In het Quality Time (QT) concept worden de dieren tijdens het voeren gescheiden. Voersystemen nemen voor de dieren een belangrijke plaats in de stal in. VKOD zijn in het begin van de legperiode, doordat de hoeveelheid wordt beperkt, erg gefocust op het voer. Daarnaast worden hennen en hanen al tientallen jaren gescheiden gevoerd met hun eigen voersysteem. Door nu het voer van de hanen iets later te verstrekken dan het voer van de hennen komen de dieren in hun eigen gebied (bij hun voersysteem). Door de stal met een mobiel hekwerk uit te rusten en dit over het hanenvoersysteem te laten zakken worden de hennen en hanen op een eenvoudige manier van elkaar gescheiden. De QT is een belangrijke basis voor het uitvoeren van deze proef.
Het onderzoek
ABZ Diervoeding heeft in samenwerking met Wageningen Livestock Research dit onderzoek opgezet om meer te weten te komen over de juiste bezettingsgraad bij vleeskuikenouderdieren. Tevens neemt ABZ Diervoeding een belangrijke positie in binnen de ouderdierensector, als één van de marktleiders. Het onderzoek gaat over het toepassen van het ‘skip-a-day’ principe van het hen/haan contact. Dit houdt in dat de hanen in de proefgroep om de dag bij dezelfde groep hennen gelaten worden. Het onderzoek is toegepast in een verandasysteem waarbij de helft van de oorspronkelijke bezetting hanen (6,3%) van twee groepen wordt opgezet. Deze hanen worden na het scheiden m.b.v. het QT concept gewisseld van groep hennen door poortjes open of dicht te zetten. Ondanks dat de helft van de oorspronkelijk bezetting hanen wordt opgezet is de bezetting hanen, op het moment dat de hanen bij de hennen lopen, gelijk. Dit nieuwe concept waarbij de hanen en hennen samen maar ook apart gehuisvest worden heet het LAT concept; Living Apart Together.

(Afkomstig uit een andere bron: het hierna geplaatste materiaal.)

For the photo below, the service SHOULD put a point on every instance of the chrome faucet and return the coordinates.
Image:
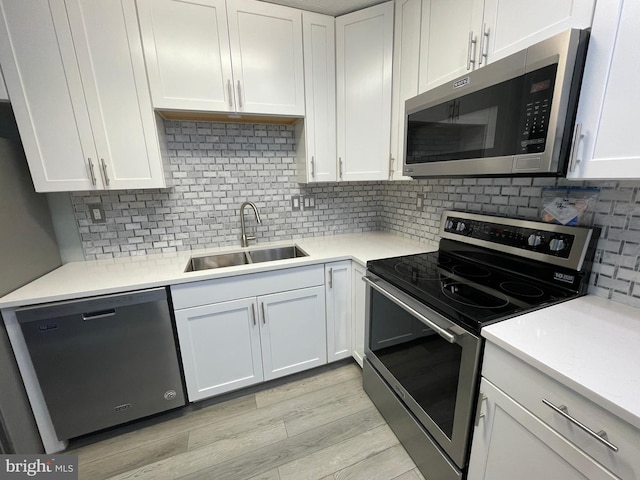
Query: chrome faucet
(244, 240)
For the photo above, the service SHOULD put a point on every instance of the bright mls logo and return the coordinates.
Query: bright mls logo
(57, 467)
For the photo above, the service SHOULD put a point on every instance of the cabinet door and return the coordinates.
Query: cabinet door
(509, 442)
(406, 63)
(609, 148)
(449, 42)
(514, 25)
(364, 50)
(266, 52)
(359, 309)
(51, 116)
(293, 331)
(338, 297)
(220, 347)
(109, 54)
(186, 48)
(316, 135)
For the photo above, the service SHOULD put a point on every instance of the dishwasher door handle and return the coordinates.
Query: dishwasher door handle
(99, 314)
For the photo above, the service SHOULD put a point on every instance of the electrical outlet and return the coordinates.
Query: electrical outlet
(309, 202)
(96, 212)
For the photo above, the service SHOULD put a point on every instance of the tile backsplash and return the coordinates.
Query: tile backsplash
(217, 166)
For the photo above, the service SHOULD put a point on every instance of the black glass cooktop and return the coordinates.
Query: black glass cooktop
(467, 292)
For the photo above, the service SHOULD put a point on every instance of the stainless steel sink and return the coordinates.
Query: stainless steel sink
(217, 261)
(243, 258)
(279, 253)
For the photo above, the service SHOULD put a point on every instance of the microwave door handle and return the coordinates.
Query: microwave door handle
(448, 336)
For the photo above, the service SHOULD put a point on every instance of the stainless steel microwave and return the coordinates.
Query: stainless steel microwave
(512, 117)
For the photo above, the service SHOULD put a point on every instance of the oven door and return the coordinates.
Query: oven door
(431, 363)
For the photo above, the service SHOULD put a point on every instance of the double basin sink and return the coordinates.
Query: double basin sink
(244, 257)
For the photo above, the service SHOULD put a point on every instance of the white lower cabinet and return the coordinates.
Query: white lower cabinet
(220, 346)
(338, 296)
(519, 434)
(510, 442)
(358, 312)
(278, 327)
(292, 331)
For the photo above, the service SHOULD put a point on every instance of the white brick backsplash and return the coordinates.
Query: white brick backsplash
(216, 166)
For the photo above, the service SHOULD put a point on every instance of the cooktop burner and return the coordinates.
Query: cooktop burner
(471, 296)
(466, 291)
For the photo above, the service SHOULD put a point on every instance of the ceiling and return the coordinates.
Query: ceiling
(328, 7)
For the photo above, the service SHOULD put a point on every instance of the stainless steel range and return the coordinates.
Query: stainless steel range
(424, 315)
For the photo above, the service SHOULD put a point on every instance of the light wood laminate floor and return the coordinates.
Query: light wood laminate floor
(318, 426)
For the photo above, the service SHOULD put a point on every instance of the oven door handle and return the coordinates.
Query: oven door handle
(448, 336)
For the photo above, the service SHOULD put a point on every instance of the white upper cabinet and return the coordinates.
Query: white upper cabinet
(449, 39)
(316, 134)
(513, 25)
(266, 52)
(462, 35)
(186, 47)
(76, 76)
(364, 50)
(406, 63)
(605, 144)
(117, 95)
(239, 56)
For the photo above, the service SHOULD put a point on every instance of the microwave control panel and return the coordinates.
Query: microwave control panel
(536, 109)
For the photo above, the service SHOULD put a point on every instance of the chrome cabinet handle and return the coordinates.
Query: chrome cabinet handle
(472, 43)
(484, 42)
(92, 172)
(104, 171)
(577, 138)
(600, 436)
(479, 414)
(448, 336)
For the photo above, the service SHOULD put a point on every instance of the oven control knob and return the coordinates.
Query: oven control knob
(534, 240)
(557, 244)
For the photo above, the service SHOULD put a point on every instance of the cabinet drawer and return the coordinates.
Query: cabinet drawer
(529, 386)
(242, 286)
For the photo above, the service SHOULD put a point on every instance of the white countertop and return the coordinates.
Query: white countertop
(590, 344)
(100, 277)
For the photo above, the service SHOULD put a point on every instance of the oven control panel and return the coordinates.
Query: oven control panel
(546, 241)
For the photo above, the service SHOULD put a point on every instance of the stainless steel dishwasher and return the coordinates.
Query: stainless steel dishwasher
(104, 361)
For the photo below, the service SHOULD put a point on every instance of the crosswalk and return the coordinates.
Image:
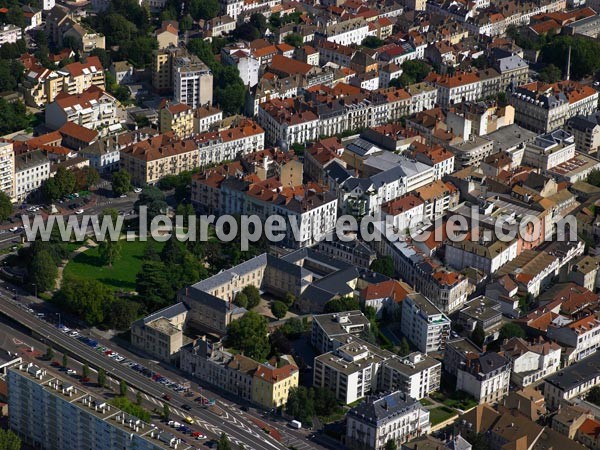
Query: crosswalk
(214, 429)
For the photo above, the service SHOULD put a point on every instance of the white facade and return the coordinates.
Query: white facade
(32, 169)
(424, 324)
(9, 34)
(192, 82)
(406, 419)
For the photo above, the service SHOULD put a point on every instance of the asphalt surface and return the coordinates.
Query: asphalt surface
(231, 423)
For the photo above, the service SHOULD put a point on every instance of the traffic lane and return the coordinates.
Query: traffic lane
(132, 377)
(17, 342)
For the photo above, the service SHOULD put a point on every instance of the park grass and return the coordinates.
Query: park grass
(441, 414)
(121, 276)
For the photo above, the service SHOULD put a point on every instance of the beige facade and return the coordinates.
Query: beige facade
(160, 334)
(177, 118)
(149, 161)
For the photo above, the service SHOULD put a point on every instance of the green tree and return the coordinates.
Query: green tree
(9, 440)
(123, 388)
(121, 182)
(249, 334)
(478, 336)
(253, 295)
(510, 330)
(13, 117)
(384, 266)
(342, 304)
(293, 39)
(42, 271)
(372, 42)
(241, 300)
(203, 9)
(6, 207)
(102, 378)
(279, 309)
(223, 443)
(390, 445)
(166, 412)
(404, 348)
(550, 74)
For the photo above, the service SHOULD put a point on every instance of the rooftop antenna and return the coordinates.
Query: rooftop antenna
(569, 65)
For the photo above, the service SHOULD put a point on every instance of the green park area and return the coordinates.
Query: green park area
(121, 275)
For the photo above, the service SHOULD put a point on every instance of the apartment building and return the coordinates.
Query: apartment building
(487, 256)
(550, 150)
(178, 118)
(486, 377)
(82, 75)
(586, 132)
(50, 412)
(424, 324)
(150, 160)
(392, 417)
(531, 362)
(9, 34)
(458, 88)
(213, 364)
(93, 108)
(206, 118)
(192, 81)
(31, 170)
(573, 381)
(161, 334)
(545, 107)
(331, 331)
(271, 385)
(7, 168)
(350, 371)
(226, 145)
(417, 375)
(582, 337)
(352, 31)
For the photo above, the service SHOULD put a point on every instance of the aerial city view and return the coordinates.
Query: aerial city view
(299, 224)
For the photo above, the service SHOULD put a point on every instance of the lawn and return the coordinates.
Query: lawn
(441, 414)
(121, 276)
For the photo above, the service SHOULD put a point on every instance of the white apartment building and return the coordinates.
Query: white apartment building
(531, 361)
(458, 88)
(545, 107)
(330, 331)
(486, 377)
(9, 34)
(487, 256)
(226, 145)
(573, 381)
(348, 32)
(582, 337)
(424, 324)
(192, 81)
(416, 374)
(50, 412)
(350, 371)
(7, 168)
(93, 109)
(31, 170)
(391, 417)
(550, 150)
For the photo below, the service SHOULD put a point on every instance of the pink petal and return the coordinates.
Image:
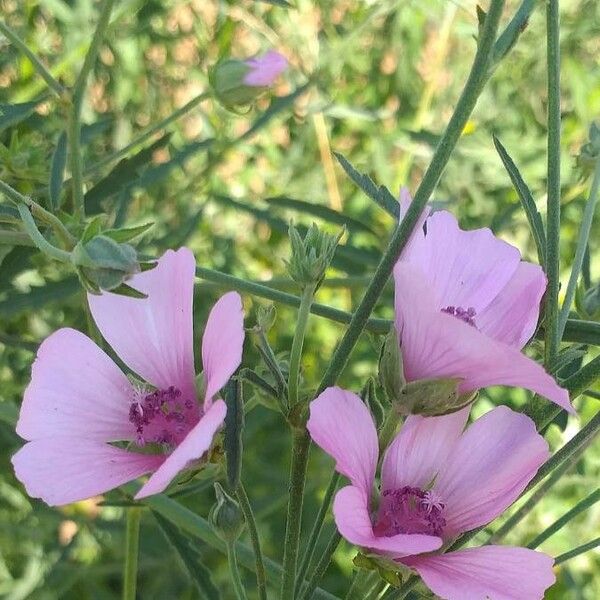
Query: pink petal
(76, 390)
(464, 268)
(436, 345)
(265, 69)
(512, 316)
(193, 447)
(61, 470)
(153, 336)
(423, 444)
(342, 425)
(222, 343)
(351, 513)
(498, 572)
(489, 467)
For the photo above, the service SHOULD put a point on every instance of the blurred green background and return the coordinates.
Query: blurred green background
(389, 73)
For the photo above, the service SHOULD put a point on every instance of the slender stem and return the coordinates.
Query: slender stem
(297, 344)
(40, 213)
(234, 572)
(74, 119)
(577, 551)
(582, 242)
(464, 107)
(42, 71)
(553, 202)
(148, 133)
(300, 452)
(311, 545)
(246, 507)
(321, 567)
(568, 516)
(38, 239)
(132, 543)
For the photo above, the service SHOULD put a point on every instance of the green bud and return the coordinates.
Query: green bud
(225, 516)
(433, 397)
(311, 256)
(104, 264)
(391, 370)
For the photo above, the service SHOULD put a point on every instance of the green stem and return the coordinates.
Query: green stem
(315, 533)
(246, 507)
(462, 112)
(582, 242)
(553, 201)
(132, 543)
(298, 342)
(148, 133)
(234, 572)
(20, 45)
(74, 119)
(40, 213)
(321, 567)
(568, 516)
(577, 551)
(38, 239)
(300, 452)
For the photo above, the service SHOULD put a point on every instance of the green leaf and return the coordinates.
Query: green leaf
(379, 194)
(322, 212)
(190, 558)
(11, 114)
(57, 171)
(533, 216)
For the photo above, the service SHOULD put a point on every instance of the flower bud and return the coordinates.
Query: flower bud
(239, 82)
(104, 264)
(391, 371)
(225, 516)
(312, 255)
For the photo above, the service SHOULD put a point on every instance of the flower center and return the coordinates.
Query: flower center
(409, 510)
(162, 417)
(468, 315)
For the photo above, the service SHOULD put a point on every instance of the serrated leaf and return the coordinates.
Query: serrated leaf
(379, 194)
(11, 114)
(190, 558)
(527, 201)
(322, 212)
(57, 171)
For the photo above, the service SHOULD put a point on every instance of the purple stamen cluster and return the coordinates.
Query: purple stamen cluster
(468, 315)
(409, 510)
(160, 417)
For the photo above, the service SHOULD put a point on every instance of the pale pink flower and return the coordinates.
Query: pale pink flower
(436, 483)
(265, 69)
(79, 403)
(465, 305)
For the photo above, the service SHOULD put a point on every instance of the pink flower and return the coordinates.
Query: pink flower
(466, 304)
(79, 402)
(265, 69)
(436, 482)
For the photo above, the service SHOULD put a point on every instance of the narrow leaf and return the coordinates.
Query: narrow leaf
(533, 215)
(190, 558)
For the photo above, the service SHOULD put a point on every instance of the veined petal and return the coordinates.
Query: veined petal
(193, 447)
(342, 426)
(62, 470)
(423, 444)
(512, 316)
(75, 389)
(154, 336)
(437, 345)
(489, 467)
(351, 513)
(498, 572)
(464, 268)
(222, 343)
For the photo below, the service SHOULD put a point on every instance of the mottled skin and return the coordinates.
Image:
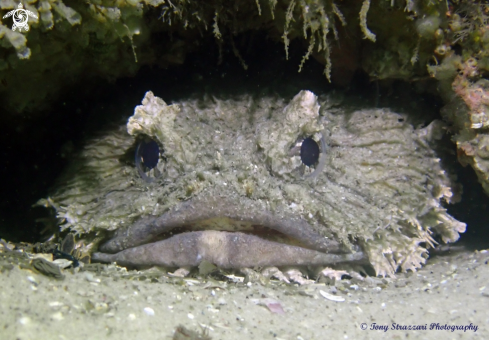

Het doel van dit onderzoek is om de effecten van het skip-a-day hen/haan contact bij VKOD te onderzoeken. De verwachtingen zijn dat het natuurlijke seksueel gedrag meer terug te zien is de stal. Ook het verbeteren van de bevruchtingsresultaten behoort bij de verwachtingen van dit onderzoek evenals het terugbrengen van gedwongen paringen, het verbeteren van succesvolle paringen en het terugbrengen van de frequentie paringen bij de hen door het verlagen van de aantallen hanen in de stal. Ook is het doel om het verenpakket en de conditie van de huid gedurende de gehele ronde beter te houden van de hennen wat positieve effecten met zich mee brengt op dierwelzijn- als technisch niveau.